Abstract

Yu Xin (513–581) was famous for writing muzhiming epitaphs. Of his nineteen extant pieces written for the Xianbei nobles in the Northern courts, thirteen were for women. In this regard, Yu Xin surpassed his contemporary men of letters of the entire Southern and Northern dynasties (420–589), both by quantity and by quality. As the leading man of letters from the South, Yu Xin was retained by the Northern courts for cultural strengthening. His epitaphic writing obviously resulted from the court’s order for this purpose. His emphasis on women was however rooted in his personal experience as well as the intellectual trends and social customs of his time. Influenced by the Wei-Jin (220–420) self-awakening, women in the Southern and Northern dynasties enjoyed relatively more spiritual freedom and less social confinement than their Han predecessors. While this Wei-Jin legacy continued in the South more from the intellectual respect, in the North it found unison from tribal regimes’ inherited esteem for women.
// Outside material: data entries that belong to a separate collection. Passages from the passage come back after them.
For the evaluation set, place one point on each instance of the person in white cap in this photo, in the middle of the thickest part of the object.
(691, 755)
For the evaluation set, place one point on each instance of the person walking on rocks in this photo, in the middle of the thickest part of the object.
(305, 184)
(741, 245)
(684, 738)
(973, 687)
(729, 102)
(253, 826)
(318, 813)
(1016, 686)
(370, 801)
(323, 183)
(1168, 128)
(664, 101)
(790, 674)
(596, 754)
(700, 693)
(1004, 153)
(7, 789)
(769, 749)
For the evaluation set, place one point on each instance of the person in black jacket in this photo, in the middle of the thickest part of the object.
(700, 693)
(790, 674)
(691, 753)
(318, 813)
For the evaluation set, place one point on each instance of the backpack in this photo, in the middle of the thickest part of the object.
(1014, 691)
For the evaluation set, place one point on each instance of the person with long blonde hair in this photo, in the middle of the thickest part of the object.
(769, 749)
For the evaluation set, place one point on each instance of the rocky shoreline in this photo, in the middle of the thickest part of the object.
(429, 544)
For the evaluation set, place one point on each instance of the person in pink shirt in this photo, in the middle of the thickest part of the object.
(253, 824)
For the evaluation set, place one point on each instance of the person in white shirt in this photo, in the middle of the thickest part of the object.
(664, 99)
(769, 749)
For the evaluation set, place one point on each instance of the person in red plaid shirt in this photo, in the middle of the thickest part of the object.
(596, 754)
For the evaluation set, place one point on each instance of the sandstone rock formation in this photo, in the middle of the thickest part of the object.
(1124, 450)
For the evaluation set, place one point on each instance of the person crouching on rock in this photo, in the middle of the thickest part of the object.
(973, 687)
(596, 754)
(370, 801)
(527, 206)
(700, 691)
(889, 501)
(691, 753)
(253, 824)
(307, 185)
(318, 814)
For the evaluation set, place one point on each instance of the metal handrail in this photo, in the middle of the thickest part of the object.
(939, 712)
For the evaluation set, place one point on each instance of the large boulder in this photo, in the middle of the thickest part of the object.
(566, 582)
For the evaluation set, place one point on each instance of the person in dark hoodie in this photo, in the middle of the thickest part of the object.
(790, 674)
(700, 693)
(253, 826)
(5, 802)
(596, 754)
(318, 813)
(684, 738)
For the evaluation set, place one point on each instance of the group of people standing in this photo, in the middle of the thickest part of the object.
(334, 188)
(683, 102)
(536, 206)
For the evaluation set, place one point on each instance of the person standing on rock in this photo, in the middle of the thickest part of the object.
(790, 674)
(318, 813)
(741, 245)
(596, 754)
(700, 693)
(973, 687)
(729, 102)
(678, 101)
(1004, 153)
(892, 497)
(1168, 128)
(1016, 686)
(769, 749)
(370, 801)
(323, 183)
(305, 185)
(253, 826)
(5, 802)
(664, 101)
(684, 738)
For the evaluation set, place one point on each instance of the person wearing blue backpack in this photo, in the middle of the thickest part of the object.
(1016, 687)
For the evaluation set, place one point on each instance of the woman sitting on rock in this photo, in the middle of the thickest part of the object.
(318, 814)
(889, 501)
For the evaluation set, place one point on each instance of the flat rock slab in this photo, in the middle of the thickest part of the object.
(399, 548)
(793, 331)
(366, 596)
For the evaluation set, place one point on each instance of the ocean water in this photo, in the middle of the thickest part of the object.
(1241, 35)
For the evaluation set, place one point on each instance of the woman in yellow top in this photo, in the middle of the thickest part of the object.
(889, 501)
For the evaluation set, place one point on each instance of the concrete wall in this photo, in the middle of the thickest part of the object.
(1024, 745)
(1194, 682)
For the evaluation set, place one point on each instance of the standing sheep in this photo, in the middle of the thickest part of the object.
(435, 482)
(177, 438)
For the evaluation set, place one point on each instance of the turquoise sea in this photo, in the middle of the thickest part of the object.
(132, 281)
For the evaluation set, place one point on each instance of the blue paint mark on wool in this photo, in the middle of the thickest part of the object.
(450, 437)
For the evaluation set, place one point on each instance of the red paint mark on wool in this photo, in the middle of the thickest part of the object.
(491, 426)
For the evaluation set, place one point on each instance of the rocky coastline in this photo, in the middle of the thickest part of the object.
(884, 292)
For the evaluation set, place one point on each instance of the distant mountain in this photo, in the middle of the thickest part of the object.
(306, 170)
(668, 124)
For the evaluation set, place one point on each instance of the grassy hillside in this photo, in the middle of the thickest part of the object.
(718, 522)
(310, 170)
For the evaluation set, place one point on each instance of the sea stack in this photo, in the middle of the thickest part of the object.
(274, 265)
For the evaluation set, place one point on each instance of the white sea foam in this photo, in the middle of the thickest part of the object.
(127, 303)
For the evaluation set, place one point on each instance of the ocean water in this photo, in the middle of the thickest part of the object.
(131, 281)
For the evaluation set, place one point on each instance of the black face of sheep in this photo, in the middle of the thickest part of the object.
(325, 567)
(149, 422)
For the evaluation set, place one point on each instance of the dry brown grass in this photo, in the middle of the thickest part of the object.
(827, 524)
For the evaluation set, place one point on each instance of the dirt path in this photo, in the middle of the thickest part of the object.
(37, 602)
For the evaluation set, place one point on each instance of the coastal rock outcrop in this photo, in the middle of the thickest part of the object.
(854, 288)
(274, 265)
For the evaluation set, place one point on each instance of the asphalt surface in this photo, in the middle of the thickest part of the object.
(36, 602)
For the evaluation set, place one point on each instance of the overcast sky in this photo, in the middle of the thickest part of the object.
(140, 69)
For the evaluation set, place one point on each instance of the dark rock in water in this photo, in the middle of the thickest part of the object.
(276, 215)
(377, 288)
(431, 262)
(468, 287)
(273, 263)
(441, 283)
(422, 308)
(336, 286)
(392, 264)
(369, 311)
Yu Xin’s epitaphs for women clearly combined all these cultural and social influences. Using ornate parallel prose (pianwen) style, Yu Xin wove cultural traditions into Northern women’s daily lives, bestowing these women with collective cultural status as well as intimate personal profiles. The genre of epitaph, as a ritual language, also highly ritualized these women’s social status. Both effectively empowered women in the Northern court. Meanwhile, these works also reflected Yu Xin’s own vision of an ideal womanhood.